Policjant zginął, bo radiowóz był niesprawny?
Zginął 22-letni policjant. W radiowozie, którym jechał, nie otworzyła się poduszka powietrzna. Dlaczego? - zastanawia się "Express Bydgoski".
06.07.2006 | aktual.: 06.07.2006 07:23
22-letniego posterunkowego do ostatnich chwil reanimował jego ojciec, strażak z PSP w Szubinie, który przypadkowo jechał tą trasą do pożaru.
Dziennik relacjonuje, że w miejscowości Grocholin kilka kilometrów od Kcyni, zapalił się stóg siana. Do akcji ruszyła straż pożarna i policja, która zabezpieczała teren. Na miejscu zdarzenia byli również funkcjonariusze z Kcyni.

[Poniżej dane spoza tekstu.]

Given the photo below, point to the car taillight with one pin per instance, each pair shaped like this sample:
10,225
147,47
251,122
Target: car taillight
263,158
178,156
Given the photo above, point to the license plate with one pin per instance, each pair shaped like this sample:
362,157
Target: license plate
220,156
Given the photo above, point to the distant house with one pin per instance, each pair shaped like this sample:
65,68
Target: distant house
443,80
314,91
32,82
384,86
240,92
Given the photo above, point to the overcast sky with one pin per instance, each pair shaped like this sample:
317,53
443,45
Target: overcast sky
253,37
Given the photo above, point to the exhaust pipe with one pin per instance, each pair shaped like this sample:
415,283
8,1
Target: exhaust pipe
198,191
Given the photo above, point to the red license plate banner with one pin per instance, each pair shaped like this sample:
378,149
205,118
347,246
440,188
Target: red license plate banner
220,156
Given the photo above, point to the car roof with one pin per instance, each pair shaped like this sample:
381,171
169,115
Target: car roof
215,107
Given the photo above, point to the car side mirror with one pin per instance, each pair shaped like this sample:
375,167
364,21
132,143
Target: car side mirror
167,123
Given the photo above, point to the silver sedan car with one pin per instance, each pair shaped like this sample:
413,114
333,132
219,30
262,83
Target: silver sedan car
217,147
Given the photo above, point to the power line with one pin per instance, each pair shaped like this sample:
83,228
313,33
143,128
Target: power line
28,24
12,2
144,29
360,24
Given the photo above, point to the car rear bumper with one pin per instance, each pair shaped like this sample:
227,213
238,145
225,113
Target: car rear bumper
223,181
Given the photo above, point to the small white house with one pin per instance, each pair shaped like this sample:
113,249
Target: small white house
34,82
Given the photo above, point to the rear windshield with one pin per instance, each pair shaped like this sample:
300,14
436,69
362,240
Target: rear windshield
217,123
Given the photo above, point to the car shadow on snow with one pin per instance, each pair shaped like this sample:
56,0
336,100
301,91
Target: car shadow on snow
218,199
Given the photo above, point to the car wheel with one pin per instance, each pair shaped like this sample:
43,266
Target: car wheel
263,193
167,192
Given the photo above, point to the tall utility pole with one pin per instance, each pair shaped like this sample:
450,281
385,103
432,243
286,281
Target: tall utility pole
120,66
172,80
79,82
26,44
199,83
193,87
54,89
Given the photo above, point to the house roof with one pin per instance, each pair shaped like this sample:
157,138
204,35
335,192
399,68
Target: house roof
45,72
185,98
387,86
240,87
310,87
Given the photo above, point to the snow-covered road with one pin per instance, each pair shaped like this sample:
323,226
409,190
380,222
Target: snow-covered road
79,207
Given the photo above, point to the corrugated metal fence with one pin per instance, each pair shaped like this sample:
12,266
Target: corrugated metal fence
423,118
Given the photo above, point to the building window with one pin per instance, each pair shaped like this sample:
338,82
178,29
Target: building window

W tym momencie relacje świadków są rozbieżne. Jedni mówią, że radiowóz gonił sprawcę podpalenia i policjanci stracili panowanie nad samochodem. Inni, że grupa starszych osób weszła na jezdnię, a policjanci, chcąc uniknąć zagrożenia, zjechali na przeciwległy pas i stracili panowanie nad autem.
Pewne jest jedno - 22-letni posterunkowy zginął. Drugiego policjanta kierującego oplem astrą, 27-letniego starszego posterunkowego w stanie ciężkim przewieziono do bydgoskiego szpitala wojskowego.
Według "Expressu Bydgoskiego" przyczyną tragedii mógł być niesprawny radiowóz. Trafił niedawno do Kcyni z Warszawy. Wszyscy się bardzo cieszyli, po gruntownym remoncie prezentował się całkiem nieźle. Ale podobno był "powypadkowy". Jedno jest pewne, nie widziałem, a specjalnie szukałem, poduszek powietrznych. Nie było jej ani u kierowcy, ani u pasażera. Więc albo ich nie było, albo nie zadziałały" - twierdzi informator dziennika. (PAP)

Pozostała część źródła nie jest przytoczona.